C’est donc un Félix Tshisekedi qui tient coûte que coûte, à la formation d’une Union sacrée en RD Congo, chargée principalement du choix de nouveaux postulats de gestion ou de gouvernance du pays. Depuis l’adresse du Chef de l’Etat fait dans ce sens le vendredi 23 octobre, les différents acteurs politiques et sociaux sont prêts à raser les murs de la Cité de l’Union africaine. On court dans tous les sens. D’ores et déjà, certains préconisent des algorithmes sur fond de statistiques parlementaires dont ils sont les seuls détenteurs des origines. Devant cette hystérie qui se généralise presque, plus d’un observateur pense qu’il ne s’agirait, en effet, que d’une manœuvre politique pour le chef de l’Etat dont le but principal, sinon l’unique, est de déboucher sur “empeechment” institutionnel, version rd congolaise, par l’exclusion du FCC, afin de reprendre seul le contrôle du pouvoir après la coalition.

Cependant, toute la question est celle de savoir comment Félix Tshisekedi va y parvenir. En tout cas, on ne comprendrait pas qu’au cours d’une même législature, un regroupement politique identifié dès l’entame de la magistrature en cours, comme appartenant à la majorité, redevienne membre de l’opposition et vise versa. Comment les choses vont-elles se passer concrètement ? Au stade actuel de ces consultations qui n’ont même pas encore commencé, personne ne saurait en prédire l’issue. Seulement voilà, sil l’on s’en tenait au strict respect des textes en vigueur, d’aucuns estiment qu’il sera difficile, et même très difficile d’assister au big-bang que certains, de pieds ferme, attendent voir s’opérer au sein de l’Assemblée nationale.
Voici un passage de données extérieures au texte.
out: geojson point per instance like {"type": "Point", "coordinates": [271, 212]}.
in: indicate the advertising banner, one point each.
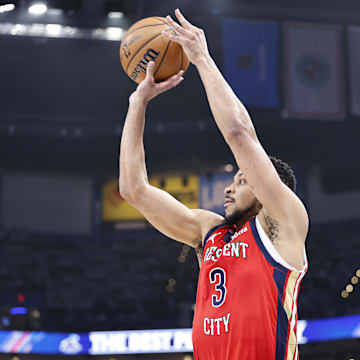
{"type": "Point", "coordinates": [250, 51]}
{"type": "Point", "coordinates": [314, 77]}
{"type": "Point", "coordinates": [154, 341]}
{"type": "Point", "coordinates": [184, 188]}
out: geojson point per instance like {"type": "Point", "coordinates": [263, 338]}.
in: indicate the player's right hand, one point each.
{"type": "Point", "coordinates": [148, 88]}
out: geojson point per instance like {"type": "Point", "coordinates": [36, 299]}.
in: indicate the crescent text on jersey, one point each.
{"type": "Point", "coordinates": [231, 249]}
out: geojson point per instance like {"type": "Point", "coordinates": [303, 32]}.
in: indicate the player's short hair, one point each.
{"type": "Point", "coordinates": [285, 172]}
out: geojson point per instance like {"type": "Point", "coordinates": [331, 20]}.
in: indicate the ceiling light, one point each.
{"type": "Point", "coordinates": [115, 15]}
{"type": "Point", "coordinates": [6, 8]}
{"type": "Point", "coordinates": [38, 9]}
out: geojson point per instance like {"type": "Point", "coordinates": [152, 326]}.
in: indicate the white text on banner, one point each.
{"type": "Point", "coordinates": [314, 83]}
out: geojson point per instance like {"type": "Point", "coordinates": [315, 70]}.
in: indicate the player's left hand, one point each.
{"type": "Point", "coordinates": [191, 38]}
{"type": "Point", "coordinates": [148, 88]}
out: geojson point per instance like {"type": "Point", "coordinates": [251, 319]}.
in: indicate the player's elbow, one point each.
{"type": "Point", "coordinates": [130, 191]}
{"type": "Point", "coordinates": [124, 189]}
{"type": "Point", "coordinates": [239, 133]}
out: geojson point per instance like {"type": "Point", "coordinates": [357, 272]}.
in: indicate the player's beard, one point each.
{"type": "Point", "coordinates": [239, 215]}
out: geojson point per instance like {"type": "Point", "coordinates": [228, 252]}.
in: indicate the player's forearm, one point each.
{"type": "Point", "coordinates": [133, 174]}
{"type": "Point", "coordinates": [230, 114]}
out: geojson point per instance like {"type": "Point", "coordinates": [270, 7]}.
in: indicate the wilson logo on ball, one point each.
{"type": "Point", "coordinates": [150, 55]}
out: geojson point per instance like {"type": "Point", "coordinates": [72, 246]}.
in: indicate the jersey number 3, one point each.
{"type": "Point", "coordinates": [218, 276]}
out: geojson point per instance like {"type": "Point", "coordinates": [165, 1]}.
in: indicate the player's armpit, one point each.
{"type": "Point", "coordinates": [278, 200]}
{"type": "Point", "coordinates": [171, 217]}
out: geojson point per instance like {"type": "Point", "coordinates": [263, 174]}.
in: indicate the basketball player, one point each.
{"type": "Point", "coordinates": [251, 262]}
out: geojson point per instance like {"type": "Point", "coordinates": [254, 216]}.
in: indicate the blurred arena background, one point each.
{"type": "Point", "coordinates": [81, 273]}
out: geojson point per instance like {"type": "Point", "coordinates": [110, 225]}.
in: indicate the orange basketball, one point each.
{"type": "Point", "coordinates": [144, 42]}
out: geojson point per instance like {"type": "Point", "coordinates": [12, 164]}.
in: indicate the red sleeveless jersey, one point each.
{"type": "Point", "coordinates": [246, 302]}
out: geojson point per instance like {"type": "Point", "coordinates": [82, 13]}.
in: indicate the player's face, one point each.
{"type": "Point", "coordinates": [240, 202]}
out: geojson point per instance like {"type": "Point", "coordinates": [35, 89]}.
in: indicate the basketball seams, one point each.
{"type": "Point", "coordinates": [130, 61]}
{"type": "Point", "coordinates": [166, 50]}
{"type": "Point", "coordinates": [141, 27]}
{"type": "Point", "coordinates": [164, 22]}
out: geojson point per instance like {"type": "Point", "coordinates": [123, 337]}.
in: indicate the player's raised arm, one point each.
{"type": "Point", "coordinates": [234, 122]}
{"type": "Point", "coordinates": [163, 211]}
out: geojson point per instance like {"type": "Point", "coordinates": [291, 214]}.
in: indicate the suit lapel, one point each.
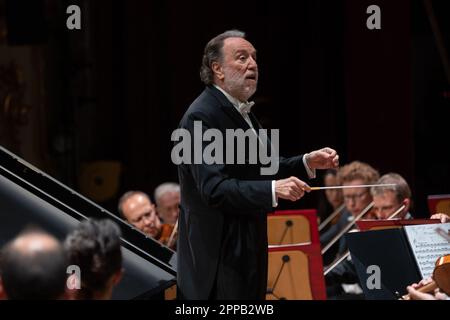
{"type": "Point", "coordinates": [228, 108]}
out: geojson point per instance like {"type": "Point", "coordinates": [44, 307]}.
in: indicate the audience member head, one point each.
{"type": "Point", "coordinates": [334, 196]}
{"type": "Point", "coordinates": [137, 208]}
{"type": "Point", "coordinates": [389, 199]}
{"type": "Point", "coordinates": [167, 198]}
{"type": "Point", "coordinates": [33, 266]}
{"type": "Point", "coordinates": [94, 247]}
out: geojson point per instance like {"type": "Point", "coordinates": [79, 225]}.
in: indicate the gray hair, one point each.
{"type": "Point", "coordinates": [213, 53]}
{"type": "Point", "coordinates": [401, 188]}
{"type": "Point", "coordinates": [165, 188]}
{"type": "Point", "coordinates": [128, 195]}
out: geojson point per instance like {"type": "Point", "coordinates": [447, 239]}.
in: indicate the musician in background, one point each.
{"type": "Point", "coordinates": [94, 246]}
{"type": "Point", "coordinates": [355, 199]}
{"type": "Point", "coordinates": [331, 199]}
{"type": "Point", "coordinates": [343, 282]}
{"type": "Point", "coordinates": [388, 199]}
{"type": "Point", "coordinates": [137, 208]}
{"type": "Point", "coordinates": [33, 266]}
{"type": "Point", "coordinates": [167, 198]}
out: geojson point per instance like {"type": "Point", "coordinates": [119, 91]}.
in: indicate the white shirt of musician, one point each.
{"type": "Point", "coordinates": [236, 103]}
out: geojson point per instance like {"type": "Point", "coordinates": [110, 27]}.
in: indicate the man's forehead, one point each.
{"type": "Point", "coordinates": [137, 200]}
{"type": "Point", "coordinates": [385, 195]}
{"type": "Point", "coordinates": [235, 44]}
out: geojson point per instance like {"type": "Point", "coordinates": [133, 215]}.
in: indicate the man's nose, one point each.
{"type": "Point", "coordinates": [252, 64]}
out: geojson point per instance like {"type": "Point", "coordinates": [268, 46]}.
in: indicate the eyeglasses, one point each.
{"type": "Point", "coordinates": [354, 197]}
{"type": "Point", "coordinates": [147, 215]}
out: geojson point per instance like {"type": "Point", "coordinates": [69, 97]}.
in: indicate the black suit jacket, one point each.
{"type": "Point", "coordinates": [222, 243]}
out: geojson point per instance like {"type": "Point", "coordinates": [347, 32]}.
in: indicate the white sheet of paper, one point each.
{"type": "Point", "coordinates": [428, 243]}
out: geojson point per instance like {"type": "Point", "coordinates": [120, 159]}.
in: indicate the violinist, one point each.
{"type": "Point", "coordinates": [436, 287]}
{"type": "Point", "coordinates": [137, 208]}
{"type": "Point", "coordinates": [415, 293]}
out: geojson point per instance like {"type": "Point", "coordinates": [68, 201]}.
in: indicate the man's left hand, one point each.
{"type": "Point", "coordinates": [325, 158]}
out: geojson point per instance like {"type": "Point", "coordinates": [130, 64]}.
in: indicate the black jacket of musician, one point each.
{"type": "Point", "coordinates": [222, 243]}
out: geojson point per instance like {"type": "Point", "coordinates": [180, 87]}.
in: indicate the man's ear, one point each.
{"type": "Point", "coordinates": [217, 69]}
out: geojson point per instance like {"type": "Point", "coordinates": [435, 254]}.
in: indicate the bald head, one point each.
{"type": "Point", "coordinates": [33, 243]}
{"type": "Point", "coordinates": [33, 266]}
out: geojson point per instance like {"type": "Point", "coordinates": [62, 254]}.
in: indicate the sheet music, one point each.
{"type": "Point", "coordinates": [428, 243]}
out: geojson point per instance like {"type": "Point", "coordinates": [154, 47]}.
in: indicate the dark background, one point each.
{"type": "Point", "coordinates": [116, 89]}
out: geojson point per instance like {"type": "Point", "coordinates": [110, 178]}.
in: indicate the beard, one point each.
{"type": "Point", "coordinates": [238, 86]}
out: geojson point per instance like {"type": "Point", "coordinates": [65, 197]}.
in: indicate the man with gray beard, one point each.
{"type": "Point", "coordinates": [222, 244]}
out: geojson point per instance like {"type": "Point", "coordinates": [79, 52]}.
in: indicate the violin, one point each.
{"type": "Point", "coordinates": [441, 278]}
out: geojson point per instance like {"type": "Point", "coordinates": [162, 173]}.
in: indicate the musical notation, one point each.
{"type": "Point", "coordinates": [428, 244]}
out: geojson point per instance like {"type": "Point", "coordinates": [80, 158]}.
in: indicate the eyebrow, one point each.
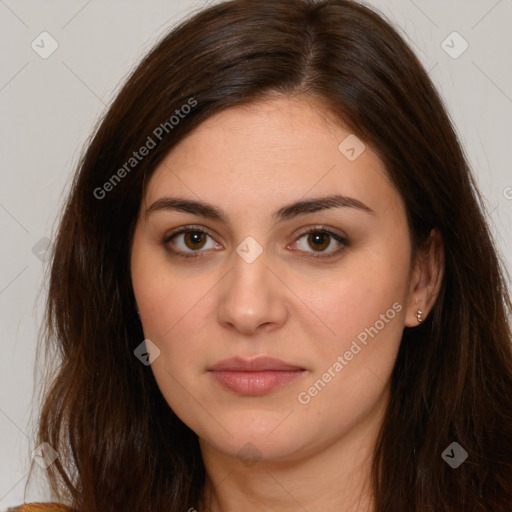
{"type": "Point", "coordinates": [289, 211]}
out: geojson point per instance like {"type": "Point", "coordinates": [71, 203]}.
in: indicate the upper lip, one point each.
{"type": "Point", "coordinates": [254, 365]}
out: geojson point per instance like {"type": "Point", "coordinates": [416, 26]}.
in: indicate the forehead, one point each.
{"type": "Point", "coordinates": [269, 152]}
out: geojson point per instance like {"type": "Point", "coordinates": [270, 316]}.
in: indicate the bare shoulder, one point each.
{"type": "Point", "coordinates": [40, 507]}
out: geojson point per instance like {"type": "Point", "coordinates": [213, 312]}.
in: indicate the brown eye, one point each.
{"type": "Point", "coordinates": [190, 241]}
{"type": "Point", "coordinates": [319, 241]}
{"type": "Point", "coordinates": [195, 239]}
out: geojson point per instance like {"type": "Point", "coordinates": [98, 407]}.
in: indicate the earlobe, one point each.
{"type": "Point", "coordinates": [426, 280]}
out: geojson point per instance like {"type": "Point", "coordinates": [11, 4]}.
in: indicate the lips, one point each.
{"type": "Point", "coordinates": [258, 364]}
{"type": "Point", "coordinates": [255, 376]}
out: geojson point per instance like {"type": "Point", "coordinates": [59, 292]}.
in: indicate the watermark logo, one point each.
{"type": "Point", "coordinates": [249, 250]}
{"type": "Point", "coordinates": [454, 455]}
{"type": "Point", "coordinates": [44, 45]}
{"type": "Point", "coordinates": [454, 45]}
{"type": "Point", "coordinates": [351, 147]}
{"type": "Point", "coordinates": [147, 352]}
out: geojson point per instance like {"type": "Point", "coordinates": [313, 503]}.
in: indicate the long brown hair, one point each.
{"type": "Point", "coordinates": [121, 446]}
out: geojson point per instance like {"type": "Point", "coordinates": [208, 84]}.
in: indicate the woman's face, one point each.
{"type": "Point", "coordinates": [249, 281]}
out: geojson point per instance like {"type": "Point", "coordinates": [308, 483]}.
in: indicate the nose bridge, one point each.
{"type": "Point", "coordinates": [251, 295]}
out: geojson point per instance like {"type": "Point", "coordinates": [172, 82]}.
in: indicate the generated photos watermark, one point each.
{"type": "Point", "coordinates": [305, 397]}
{"type": "Point", "coordinates": [151, 142]}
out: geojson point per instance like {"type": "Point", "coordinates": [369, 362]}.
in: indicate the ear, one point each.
{"type": "Point", "coordinates": [426, 279]}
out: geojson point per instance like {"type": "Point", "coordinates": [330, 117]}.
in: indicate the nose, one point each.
{"type": "Point", "coordinates": [252, 298]}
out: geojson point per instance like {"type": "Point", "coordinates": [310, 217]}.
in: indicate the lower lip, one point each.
{"type": "Point", "coordinates": [255, 383]}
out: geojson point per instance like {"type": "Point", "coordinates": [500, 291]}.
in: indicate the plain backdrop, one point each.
{"type": "Point", "coordinates": [49, 106]}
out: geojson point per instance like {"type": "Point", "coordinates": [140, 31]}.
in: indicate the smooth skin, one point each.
{"type": "Point", "coordinates": [250, 161]}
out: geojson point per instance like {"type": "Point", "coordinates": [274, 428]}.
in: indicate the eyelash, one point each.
{"type": "Point", "coordinates": [198, 254]}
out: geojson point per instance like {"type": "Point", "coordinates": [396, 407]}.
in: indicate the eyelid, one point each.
{"type": "Point", "coordinates": [340, 238]}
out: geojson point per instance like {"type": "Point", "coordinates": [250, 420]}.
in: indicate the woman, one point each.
{"type": "Point", "coordinates": [273, 286]}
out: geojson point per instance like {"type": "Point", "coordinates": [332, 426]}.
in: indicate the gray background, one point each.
{"type": "Point", "coordinates": [49, 107]}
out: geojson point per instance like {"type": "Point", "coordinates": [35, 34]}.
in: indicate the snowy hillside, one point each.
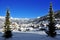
{"type": "Point", "coordinates": [41, 35]}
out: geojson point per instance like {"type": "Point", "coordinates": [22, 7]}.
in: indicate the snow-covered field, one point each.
{"type": "Point", "coordinates": [38, 35]}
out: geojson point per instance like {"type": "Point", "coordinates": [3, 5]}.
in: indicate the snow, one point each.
{"type": "Point", "coordinates": [29, 35]}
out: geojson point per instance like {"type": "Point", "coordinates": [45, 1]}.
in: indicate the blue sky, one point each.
{"type": "Point", "coordinates": [27, 8]}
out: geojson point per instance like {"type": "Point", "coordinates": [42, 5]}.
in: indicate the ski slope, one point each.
{"type": "Point", "coordinates": [39, 35]}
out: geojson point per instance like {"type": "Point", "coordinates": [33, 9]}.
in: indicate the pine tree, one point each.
{"type": "Point", "coordinates": [51, 25]}
{"type": "Point", "coordinates": [7, 29]}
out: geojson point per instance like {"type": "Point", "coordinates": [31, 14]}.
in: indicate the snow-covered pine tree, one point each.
{"type": "Point", "coordinates": [7, 29]}
{"type": "Point", "coordinates": [51, 25]}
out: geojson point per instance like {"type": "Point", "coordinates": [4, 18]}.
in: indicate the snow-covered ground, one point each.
{"type": "Point", "coordinates": [37, 35]}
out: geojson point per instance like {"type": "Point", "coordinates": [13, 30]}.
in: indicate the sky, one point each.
{"type": "Point", "coordinates": [27, 8]}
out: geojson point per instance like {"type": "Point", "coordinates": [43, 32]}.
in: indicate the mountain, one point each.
{"type": "Point", "coordinates": [56, 14]}
{"type": "Point", "coordinates": [28, 20]}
Quel que soit ce qui pourrait advenir, rien ne devrait donc étonner personne, quand on sait que depuis les trois décennies de pouvoir du défunt maréchal Mobutu, les acteurs politiques ont toujours vogué au gré des vagues. Il semble qu’un autre malheur de la RD Congo est bien celui d’avoir plus de politiciens que d’hommes d’Etat. Des acteurs politiques qui ne croient en rien. Mais toujours prompts à changer de camp, simplement parce qu’ils doivent résoudre leurs équations personnelles.